Laboratory Jumana AlHaj Abed
Chromatin structure and gene regulation
AlHaj Abed lab focuses on understanding how maternal and paternal chromosomes communicate using genomic approaches and super-resolution imaging. Our lab explores the fundamental mechanisms governing the three-dimensional folding of homologous chromosomes within the nucleus and how that contributes to gene regulation in Drosophila and mammals.
The AlHaj Abed Lab starts at the MPI-IE in December 2023.
Recently, imaging and biochemical approaches demonstrated that gene regulatory programs are associated with a non-random genome organization, from the nucleosome level up to whole chromosome territories, including domains, loops, and repressed or active chromatin compartments.
Out of all cis and trans genomic interactions in the nucleus, the unique contribution of each parental chromosome sequence and folding to genome organization and function is poorly understood. This has been mainly due to the scarcity of tools that can distinguish parental chromosome contributions because of their high level of sequence similarity. Interestingly, homologous chromosome interactions are essential for genome function in Drosophila and mammals. In Drosophila, homologs are paired end-to-end during interphase in somatic cells, and transvection, or pairing-dependent gene regulation, is reported at many loci. This contrasts with the transient occurrence of homolog pairing in mammals, which is associated with critical processes, such as DNA repair, cell fate establishment and mono-allelic expression.
More recently, an increasing number of mammalian loci have been shown to support somatic homolog pairing. In Drosophila, our allele specific studies in embryos showed that trans homolog interactions are structured and multilayered, consisting of trans homolog loops and domains. In fact, in established cell lines we showed that there are different types of trans homolog domains that vary in their pairing registration. More in-register paired domains associate with both high and low levels of gene expression, whereas less in-register paired domains associate exclusively with low levels of gene expression. These novel findings provide a first-time view of how the sequence registration of paired homologous chromosomes could contribute to gene expression.
The goal in AlHaj Abed laboratory is to understand allele-specific principles of genome organization within active or repressed biological contexts in different species. Our focus is on understanding: i) how parental chromosomes (homologs) are folded at different genomic scales and contribute to trans homolog gene regulation in different tissue-specific contexts, ii) which factors and/or steps lead to pairing and unpairing events, and iii) how homolog folding is affected in disease states.

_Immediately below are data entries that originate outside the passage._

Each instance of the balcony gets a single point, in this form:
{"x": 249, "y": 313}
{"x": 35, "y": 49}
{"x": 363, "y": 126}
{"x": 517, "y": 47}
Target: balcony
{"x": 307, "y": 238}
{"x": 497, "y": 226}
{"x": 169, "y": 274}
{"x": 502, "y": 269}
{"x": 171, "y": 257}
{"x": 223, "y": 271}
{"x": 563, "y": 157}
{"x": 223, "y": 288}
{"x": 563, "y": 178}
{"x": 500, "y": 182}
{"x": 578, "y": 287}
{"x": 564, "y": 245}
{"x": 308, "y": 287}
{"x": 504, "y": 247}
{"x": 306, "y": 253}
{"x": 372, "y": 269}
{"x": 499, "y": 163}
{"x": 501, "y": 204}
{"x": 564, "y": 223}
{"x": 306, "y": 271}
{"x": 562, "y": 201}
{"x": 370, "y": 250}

Some of the questions we are interested in addressing are: What are the factors that facilitate homolog pairing interactions and are structural maintenance of chromosomes proteins (SMCs) involved? How does pairing registration contribute to differences in homologous pairing folding and gene function? How do the differences in paired homolog folding relate to epigenetic states?
To answer these questions, we tackle the challenge of sequence similarity of parental chromosomes by using novel allele-specific approaches at the genomic and single-cell level. This includes: i) imaging DNA and RNA at super-resolution using sequential OligoSTORM, ii) performing allele-specific Hi-C and RNA-seq, and iii) developing live imaging tools to understand trans homolog transcriptional dynamics. In addition, we apply those tools to mammalian systems to gain insights into common molecular mechanisms governing parental chromosome organization in diverse species.